Good advice. Mr. RightField has Type 2 and his first doctor sent him to a dietician for nutritional advice. She was overweight, had Type 2 herself, and advised him to increased his consumption of carbs such as saltine crackers and baked potatoes. Count calories, she said. We refused to pay the co-pay for the session, and walked out. They never rebilled us.
After discovering that diabetic cookbooks were just like regular cookbooks (except they gave the carb count for each dish) we retooled our diet ourselves ... no flour, sugar, potatoes or rice ... or any item containing any of these. Lots of green vegetables and moderate fruit. No fruit juices.
The result is that after 15 years as a diabetic, Mr. RightField has had no complications from the disease, has never increase his meds, and has lost weight.
You must be your own advocate. Read up and learn. And pay attention to your own body.
I was on metfornin and constantly had hypoglycemia. My cardiologist took me off ALL diabetes meds.

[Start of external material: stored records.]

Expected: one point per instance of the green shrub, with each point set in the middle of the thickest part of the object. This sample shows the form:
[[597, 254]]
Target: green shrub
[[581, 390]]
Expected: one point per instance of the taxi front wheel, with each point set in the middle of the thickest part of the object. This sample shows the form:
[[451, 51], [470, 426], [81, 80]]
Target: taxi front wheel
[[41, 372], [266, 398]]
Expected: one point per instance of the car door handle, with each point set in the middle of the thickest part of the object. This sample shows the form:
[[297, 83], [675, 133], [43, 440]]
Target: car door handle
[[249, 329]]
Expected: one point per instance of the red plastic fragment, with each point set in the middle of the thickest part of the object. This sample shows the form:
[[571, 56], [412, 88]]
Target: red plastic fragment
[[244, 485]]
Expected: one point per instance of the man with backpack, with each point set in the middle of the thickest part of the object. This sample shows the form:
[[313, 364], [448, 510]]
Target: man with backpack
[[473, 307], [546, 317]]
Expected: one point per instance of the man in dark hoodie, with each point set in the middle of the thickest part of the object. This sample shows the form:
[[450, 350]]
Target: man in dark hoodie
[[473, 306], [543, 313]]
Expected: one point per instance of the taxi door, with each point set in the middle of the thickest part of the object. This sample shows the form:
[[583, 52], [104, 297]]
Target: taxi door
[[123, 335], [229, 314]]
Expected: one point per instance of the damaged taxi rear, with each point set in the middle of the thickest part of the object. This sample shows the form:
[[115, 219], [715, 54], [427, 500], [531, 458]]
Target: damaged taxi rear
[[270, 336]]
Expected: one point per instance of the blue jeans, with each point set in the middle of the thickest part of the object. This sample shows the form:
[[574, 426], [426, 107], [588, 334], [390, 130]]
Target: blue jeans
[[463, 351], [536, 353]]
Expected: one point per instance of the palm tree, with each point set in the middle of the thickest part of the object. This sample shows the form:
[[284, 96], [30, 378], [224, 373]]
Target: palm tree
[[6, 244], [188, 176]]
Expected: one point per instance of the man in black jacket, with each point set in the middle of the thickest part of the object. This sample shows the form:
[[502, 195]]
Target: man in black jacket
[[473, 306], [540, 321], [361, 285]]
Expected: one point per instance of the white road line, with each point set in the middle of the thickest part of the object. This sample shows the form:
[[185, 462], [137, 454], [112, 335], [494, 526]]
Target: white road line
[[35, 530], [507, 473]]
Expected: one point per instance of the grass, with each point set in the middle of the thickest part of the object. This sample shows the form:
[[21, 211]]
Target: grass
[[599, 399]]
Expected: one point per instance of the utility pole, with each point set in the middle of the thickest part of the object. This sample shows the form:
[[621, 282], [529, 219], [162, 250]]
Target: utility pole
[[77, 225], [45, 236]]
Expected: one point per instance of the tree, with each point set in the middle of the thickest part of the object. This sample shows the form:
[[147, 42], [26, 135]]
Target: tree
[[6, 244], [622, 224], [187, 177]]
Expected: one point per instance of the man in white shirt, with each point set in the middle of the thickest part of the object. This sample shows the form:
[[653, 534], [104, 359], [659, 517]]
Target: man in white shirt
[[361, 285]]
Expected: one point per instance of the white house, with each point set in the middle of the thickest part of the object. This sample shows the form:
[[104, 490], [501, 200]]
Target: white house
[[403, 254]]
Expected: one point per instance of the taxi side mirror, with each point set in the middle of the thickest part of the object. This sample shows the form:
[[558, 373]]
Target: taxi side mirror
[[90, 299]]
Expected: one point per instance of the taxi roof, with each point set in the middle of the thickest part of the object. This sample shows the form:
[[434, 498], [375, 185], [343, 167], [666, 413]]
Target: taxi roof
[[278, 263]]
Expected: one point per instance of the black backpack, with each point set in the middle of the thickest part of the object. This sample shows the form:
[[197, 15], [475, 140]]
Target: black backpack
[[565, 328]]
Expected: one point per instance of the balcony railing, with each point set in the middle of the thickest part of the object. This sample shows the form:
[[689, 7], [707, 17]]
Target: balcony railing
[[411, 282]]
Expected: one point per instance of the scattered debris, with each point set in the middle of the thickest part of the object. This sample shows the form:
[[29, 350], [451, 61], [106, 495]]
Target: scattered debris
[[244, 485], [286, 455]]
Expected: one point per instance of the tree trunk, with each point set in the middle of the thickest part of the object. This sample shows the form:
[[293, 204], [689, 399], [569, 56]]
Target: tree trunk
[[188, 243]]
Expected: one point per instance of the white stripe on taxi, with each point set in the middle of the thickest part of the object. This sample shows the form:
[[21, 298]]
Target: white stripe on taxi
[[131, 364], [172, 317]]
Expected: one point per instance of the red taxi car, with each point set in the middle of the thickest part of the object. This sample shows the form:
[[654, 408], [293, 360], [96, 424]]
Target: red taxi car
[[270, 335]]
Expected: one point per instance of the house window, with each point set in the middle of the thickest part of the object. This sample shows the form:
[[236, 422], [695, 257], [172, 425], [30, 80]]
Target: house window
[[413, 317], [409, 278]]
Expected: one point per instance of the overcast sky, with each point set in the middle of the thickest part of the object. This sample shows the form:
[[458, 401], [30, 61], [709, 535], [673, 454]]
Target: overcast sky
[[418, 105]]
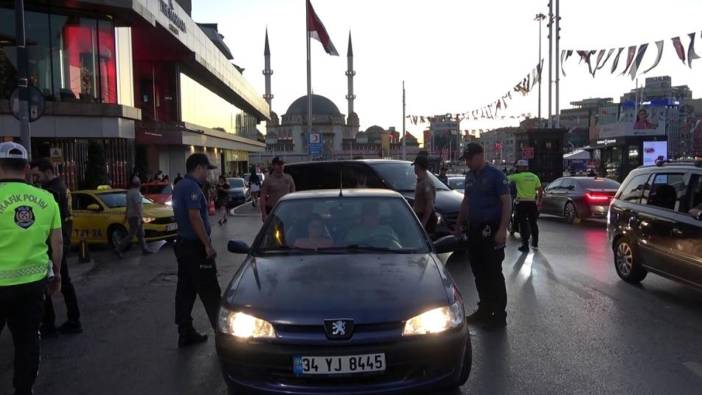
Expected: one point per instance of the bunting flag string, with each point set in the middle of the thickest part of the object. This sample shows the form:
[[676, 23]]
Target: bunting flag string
[[598, 59], [494, 109], [691, 55], [659, 45]]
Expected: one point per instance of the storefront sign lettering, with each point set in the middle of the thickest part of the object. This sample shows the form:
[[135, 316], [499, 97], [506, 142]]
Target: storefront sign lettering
[[168, 10]]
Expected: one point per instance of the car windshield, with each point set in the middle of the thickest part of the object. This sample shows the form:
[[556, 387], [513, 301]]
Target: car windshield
[[598, 183], [342, 225], [457, 183], [118, 199], [157, 189], [235, 182], [401, 177]]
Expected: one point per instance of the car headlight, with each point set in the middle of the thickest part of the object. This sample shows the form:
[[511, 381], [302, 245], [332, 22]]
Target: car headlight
[[439, 218], [244, 326], [435, 321]]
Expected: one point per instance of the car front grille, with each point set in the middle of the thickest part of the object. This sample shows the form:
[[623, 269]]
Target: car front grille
[[163, 221]]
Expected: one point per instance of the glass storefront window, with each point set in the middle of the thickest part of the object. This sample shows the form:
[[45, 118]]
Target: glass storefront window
[[70, 58], [202, 107], [107, 62], [8, 52]]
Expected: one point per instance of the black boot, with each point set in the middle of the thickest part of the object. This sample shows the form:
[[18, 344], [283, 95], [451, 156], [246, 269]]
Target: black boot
[[188, 337]]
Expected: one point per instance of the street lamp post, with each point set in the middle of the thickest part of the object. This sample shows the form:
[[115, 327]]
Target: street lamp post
[[540, 17], [22, 78]]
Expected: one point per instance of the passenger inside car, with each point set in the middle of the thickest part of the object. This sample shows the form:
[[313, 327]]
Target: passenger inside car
[[317, 236], [370, 230]]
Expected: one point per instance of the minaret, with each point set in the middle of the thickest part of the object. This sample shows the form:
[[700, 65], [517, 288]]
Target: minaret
[[268, 72], [350, 73]]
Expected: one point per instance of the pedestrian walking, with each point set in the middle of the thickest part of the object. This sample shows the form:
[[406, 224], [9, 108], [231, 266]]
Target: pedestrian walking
[[442, 175], [528, 200], [487, 206], [275, 186], [30, 221], [197, 271], [222, 198], [424, 195], [134, 217], [254, 186], [43, 171]]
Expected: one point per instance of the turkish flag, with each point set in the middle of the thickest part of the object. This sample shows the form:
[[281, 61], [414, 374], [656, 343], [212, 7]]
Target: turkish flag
[[316, 30]]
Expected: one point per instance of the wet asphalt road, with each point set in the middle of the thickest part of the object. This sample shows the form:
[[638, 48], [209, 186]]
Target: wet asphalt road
[[573, 326]]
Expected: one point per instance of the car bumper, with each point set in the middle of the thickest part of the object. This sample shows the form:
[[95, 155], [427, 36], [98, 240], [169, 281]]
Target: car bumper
[[596, 211], [159, 232], [413, 364]]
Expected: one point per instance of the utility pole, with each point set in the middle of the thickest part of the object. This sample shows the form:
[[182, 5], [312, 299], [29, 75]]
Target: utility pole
[[550, 61], [22, 79], [540, 18], [404, 137], [558, 68]]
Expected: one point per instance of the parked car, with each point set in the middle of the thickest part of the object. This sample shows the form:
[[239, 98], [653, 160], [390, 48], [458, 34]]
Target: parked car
[[579, 198], [377, 173], [98, 217], [158, 191], [457, 183], [238, 191], [328, 300], [655, 225]]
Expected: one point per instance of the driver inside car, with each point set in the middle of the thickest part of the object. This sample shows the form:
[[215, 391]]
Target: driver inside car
[[370, 231], [317, 237]]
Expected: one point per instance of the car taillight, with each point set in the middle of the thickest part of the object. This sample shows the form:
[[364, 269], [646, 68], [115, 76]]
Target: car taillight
[[596, 197]]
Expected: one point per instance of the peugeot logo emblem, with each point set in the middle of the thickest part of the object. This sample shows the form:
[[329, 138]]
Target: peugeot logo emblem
[[338, 328]]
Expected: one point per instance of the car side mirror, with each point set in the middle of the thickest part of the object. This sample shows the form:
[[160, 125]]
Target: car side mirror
[[238, 247], [446, 244]]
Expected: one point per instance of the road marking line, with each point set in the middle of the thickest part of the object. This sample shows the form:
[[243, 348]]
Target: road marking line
[[695, 367]]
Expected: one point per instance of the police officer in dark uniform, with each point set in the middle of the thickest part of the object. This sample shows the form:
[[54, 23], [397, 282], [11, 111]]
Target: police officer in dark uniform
[[197, 272], [487, 206], [43, 171]]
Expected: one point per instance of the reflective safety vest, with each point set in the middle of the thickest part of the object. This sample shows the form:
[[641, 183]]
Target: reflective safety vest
[[27, 217]]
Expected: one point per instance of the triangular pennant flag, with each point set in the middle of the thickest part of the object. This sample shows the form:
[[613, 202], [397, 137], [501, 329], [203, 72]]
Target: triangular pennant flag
[[691, 55], [679, 49], [616, 59], [600, 55], [564, 57], [637, 63], [659, 45], [601, 64], [629, 58]]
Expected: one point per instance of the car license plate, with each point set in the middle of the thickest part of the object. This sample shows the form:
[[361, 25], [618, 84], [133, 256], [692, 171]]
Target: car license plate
[[346, 364]]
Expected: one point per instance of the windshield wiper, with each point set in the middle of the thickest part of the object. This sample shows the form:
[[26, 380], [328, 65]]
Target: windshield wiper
[[366, 248]]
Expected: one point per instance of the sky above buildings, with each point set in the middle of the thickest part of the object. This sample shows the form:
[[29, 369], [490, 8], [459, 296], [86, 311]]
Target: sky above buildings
[[455, 55]]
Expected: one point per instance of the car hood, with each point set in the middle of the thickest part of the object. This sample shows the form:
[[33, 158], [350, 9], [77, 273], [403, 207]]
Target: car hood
[[304, 290], [446, 201], [157, 211]]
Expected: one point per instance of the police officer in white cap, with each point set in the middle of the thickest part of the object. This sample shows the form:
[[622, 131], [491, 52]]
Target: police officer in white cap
[[29, 217]]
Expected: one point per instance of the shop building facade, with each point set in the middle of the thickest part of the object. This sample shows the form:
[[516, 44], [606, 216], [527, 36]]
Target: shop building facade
[[139, 79]]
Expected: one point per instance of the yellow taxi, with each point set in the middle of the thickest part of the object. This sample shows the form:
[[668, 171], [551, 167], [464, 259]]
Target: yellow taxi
[[98, 217]]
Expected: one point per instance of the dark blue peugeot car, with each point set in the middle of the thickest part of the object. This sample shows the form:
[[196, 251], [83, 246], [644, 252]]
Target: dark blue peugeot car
[[342, 292]]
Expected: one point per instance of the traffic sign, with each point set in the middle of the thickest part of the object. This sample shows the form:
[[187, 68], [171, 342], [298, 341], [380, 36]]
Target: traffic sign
[[315, 144], [36, 103]]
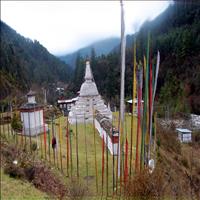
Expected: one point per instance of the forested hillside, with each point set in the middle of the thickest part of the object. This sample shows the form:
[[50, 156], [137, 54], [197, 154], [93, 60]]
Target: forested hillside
[[100, 47], [25, 62], [175, 33]]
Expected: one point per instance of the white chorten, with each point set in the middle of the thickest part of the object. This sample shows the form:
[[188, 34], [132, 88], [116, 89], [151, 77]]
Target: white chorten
[[88, 101]]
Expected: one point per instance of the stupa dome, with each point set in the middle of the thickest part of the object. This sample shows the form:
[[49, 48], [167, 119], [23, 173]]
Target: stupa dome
[[88, 88]]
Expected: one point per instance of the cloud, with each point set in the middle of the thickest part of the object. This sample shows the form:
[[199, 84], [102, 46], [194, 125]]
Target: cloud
[[64, 26]]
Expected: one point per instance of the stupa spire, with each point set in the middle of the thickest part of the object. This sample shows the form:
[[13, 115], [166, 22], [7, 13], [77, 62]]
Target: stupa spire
[[88, 72]]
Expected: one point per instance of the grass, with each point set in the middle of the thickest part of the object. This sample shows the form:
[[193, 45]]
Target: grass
[[82, 131], [15, 189]]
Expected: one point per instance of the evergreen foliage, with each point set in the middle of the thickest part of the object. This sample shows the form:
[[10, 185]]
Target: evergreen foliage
[[175, 33], [24, 62]]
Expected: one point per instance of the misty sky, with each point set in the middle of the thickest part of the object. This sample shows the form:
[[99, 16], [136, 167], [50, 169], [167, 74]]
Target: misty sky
[[65, 26]]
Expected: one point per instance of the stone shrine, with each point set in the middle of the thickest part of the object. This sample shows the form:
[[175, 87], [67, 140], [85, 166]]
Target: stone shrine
[[88, 101]]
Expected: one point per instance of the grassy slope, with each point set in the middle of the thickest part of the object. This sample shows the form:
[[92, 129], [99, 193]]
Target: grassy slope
[[15, 189], [82, 156]]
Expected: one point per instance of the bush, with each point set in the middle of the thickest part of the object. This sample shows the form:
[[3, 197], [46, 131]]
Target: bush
[[146, 186], [77, 190], [184, 162]]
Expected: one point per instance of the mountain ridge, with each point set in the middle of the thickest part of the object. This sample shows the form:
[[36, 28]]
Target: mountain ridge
[[101, 47]]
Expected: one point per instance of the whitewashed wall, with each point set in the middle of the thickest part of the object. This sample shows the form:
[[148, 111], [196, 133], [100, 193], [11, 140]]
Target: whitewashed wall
[[107, 140]]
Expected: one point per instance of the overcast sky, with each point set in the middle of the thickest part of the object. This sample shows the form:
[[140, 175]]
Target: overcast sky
[[65, 26]]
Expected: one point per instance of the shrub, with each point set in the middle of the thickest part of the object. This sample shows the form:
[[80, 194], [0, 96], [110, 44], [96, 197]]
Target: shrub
[[77, 190], [146, 186]]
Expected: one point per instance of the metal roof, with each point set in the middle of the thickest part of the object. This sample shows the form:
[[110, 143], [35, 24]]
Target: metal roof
[[184, 130], [135, 101]]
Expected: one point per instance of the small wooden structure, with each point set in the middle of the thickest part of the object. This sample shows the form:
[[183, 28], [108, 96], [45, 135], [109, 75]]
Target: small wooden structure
[[32, 116], [130, 102], [66, 104], [184, 135], [110, 134]]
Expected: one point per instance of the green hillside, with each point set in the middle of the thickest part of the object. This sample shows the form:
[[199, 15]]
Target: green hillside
[[25, 62], [100, 47], [175, 33]]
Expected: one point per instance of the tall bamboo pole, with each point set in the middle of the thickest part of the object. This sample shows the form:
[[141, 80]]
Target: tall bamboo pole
[[60, 143], [45, 143], [121, 123], [86, 154], [67, 146], [95, 156], [133, 105], [139, 109], [77, 158]]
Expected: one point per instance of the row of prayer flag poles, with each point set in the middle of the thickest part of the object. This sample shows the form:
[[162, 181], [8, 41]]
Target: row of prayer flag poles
[[52, 139]]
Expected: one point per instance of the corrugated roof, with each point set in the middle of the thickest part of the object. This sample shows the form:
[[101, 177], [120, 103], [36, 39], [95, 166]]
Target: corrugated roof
[[184, 130]]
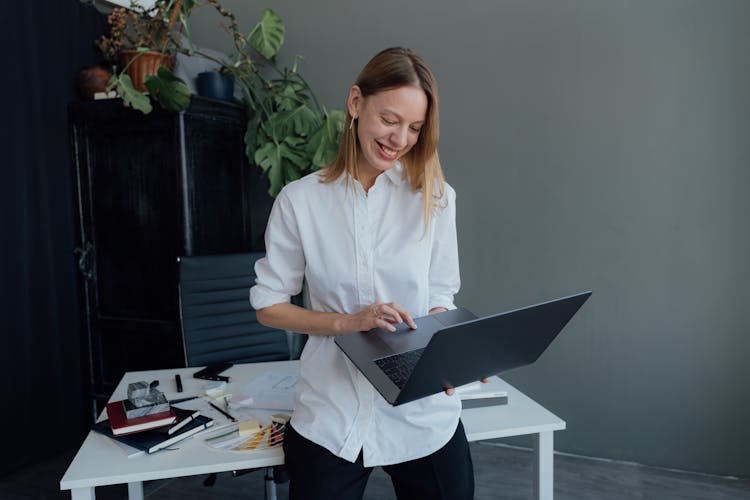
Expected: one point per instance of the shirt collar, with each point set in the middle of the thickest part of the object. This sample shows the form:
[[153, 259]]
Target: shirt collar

They’re way to quick to diagnose Type II in my oppinion. I certainly don’t understand why a doctor would give you blood sugar lowering drugs because you’re “close” to having diabetes.
Your blood sugar can usually be controlled with exercise and diet. Be careful and a second oppinion certainly wouldn’t hurt.
Good advice. If you don’t even know if you have diabetes I would not get on medication. My sister in law’s doctor has been on her for 2 years to take medication. She just kept refusing and she has stayed thin and eats right. She just had blood tests which show she definitely does not have diabetes. He was trying to put her on insulin. You have to be very careful about getting on these drugs.